I also have a song called Big Bad coming out that’s a cool fusion of dubstep, future garage and house vibes with super cool vocals talking about a chick that fights her to desire to entertain a booty call. Should she answer the booty call? Should she ignore it? She kind of falls in love with her booty call. You know it involves both genders. Sometimes someone puts you in a friends with benefits zone, but you know we fall in love. That’s kind of what this song is about.
I want to hear more about this annual charity drive you do for donating toys, I was told you accumulated so many that some of them had to be turned away. How did this annual toy drive get its genesis, and what did you do with all the extra toys?
The owner of Sound Nightclub is a close friend of mine and said to me “let’s do something for a good cause” and I was hella down. We decided to do a toy drive for Christmas in 2015 which was insane. Last year’s event was fucking four times more insane, as far as the people that showed up (12th Planet, Dirtyphonics and Prince Fox amongst others) and how many toys were brought. We brought so many toys to the hospital and they were like “Yo, listen we can’t take any more donations. We don’t have anywhere to put this.”
Besides that, I’ve made a couple other donations. I helped Steve Aoki with his charity - we had a bet playing Street Fighter and whoever lost would donate a significant amount of money to brain disease research. And I lost. I don’t want to call Steve Aoki out, but he kind of cheated. He told me he had never played Street Fighter before, and then he shows up and knows every fucking trick in the book. It was funny, and the good thing was we donated to a good cause.
I’ve donated a bunch of money to breast cancer research.

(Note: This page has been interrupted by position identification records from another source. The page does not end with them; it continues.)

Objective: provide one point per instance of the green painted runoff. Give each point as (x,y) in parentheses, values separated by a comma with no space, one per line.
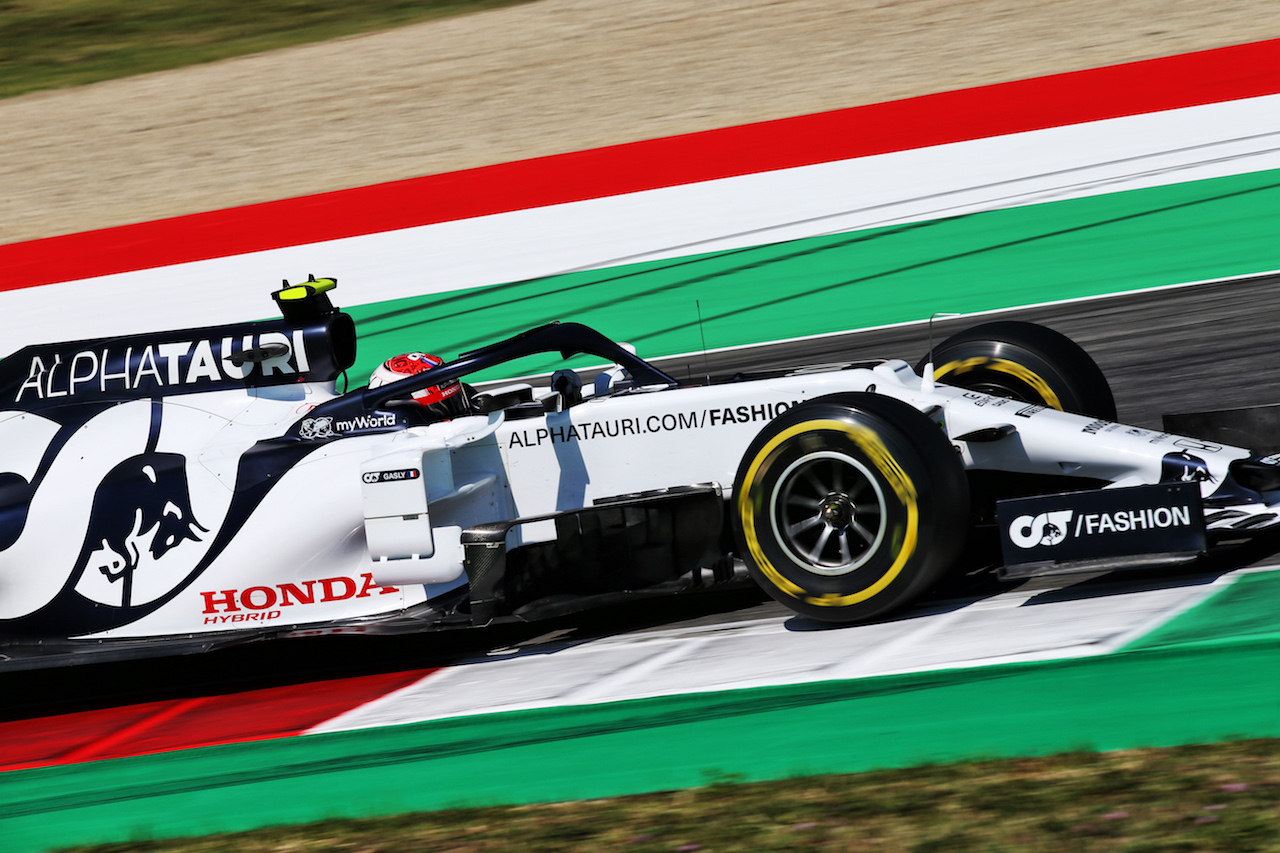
(1176,692)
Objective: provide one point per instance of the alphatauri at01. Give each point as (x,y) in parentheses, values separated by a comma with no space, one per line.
(181,491)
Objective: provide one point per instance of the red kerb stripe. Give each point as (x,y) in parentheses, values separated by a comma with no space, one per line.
(1189,80)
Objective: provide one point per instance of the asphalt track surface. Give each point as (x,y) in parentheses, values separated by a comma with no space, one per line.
(1192,349)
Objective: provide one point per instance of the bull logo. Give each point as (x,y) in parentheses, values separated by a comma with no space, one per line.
(141,509)
(141,512)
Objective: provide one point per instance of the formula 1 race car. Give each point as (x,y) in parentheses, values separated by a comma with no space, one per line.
(182,491)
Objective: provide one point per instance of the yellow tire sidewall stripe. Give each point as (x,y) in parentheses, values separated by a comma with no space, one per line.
(1002,365)
(880,456)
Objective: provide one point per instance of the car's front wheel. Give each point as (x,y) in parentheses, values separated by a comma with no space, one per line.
(1025,361)
(850,506)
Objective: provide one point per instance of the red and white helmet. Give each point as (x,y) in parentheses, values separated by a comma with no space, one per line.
(444,400)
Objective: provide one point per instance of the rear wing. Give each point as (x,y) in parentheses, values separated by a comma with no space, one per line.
(312,342)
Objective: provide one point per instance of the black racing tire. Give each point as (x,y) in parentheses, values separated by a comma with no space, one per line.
(1025,361)
(873,473)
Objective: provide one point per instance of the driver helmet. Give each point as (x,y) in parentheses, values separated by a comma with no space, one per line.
(442,401)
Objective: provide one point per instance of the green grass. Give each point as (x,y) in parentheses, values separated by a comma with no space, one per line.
(1205,798)
(53,44)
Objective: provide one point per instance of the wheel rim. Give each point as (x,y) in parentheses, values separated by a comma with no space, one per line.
(828,512)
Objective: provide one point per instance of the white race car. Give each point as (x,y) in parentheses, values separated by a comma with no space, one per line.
(177,492)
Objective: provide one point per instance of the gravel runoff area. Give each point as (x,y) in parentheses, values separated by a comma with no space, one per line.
(542,78)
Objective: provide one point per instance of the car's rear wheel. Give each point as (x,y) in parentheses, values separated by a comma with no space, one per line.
(1028,363)
(850,506)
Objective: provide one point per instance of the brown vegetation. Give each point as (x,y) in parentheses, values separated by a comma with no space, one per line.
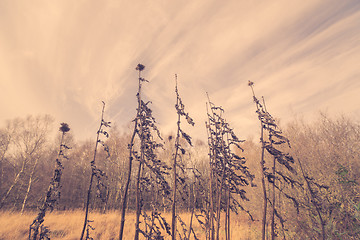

Last year we did a social media campaign where every booty picture that was tweeted at me, I retweeted and I donated a bunch of money towards that. Honestly, some people are more blessed and some people are less blessed and you need to help everyone. Hopefully whenever you are in need, someone is going to help you. Karma is a major thing, and I’m just trying to help.
Your tour kicks off this weekend in NYC, what’s going through your head before you hit the road?
I’m super excited for the New York show. I haven’t done a big Borgore headlining show in New York in a while, and I’ve never played Terminal 5 before. I’m literally nervous. New York is a super important market because it’s a taste making city, and it’s important to me that the people who come to the show will have a great time. We have a great lineup with Prince Fox who’s from New York and Ray Volpe who’s under my management SLVYVLL. It’s a great lineup and I’m really excited for it. It’s going to be lit.
Now, without further adieu, I’m happy to premiere Borgore’s new track, “Harder.” Just as he promised, the building interludes of the track offer a melodic sophistication that seem to be in direct contrast to the aggressively distorted and righteously thundering drop. The chopped and glitched break-beat banger takes you through a loop as it swings from one portion to the next. As the name would suggest, the composition amplifies and gets “harder” with every build and drop. At the end of each melodic break, the vocal sample uttering the words “Borgore, not so hard” preface the intense and knock-out heavy drop, as if Borgore has zero regard for the request. By the finale, the request of “not so hard” is replaced with a complete 180-degree turn: “go harder.”
Tickets are still available for Borgore’s Terminal 5 show this Saturday (2/18), and I, for one, am excited for the savagery.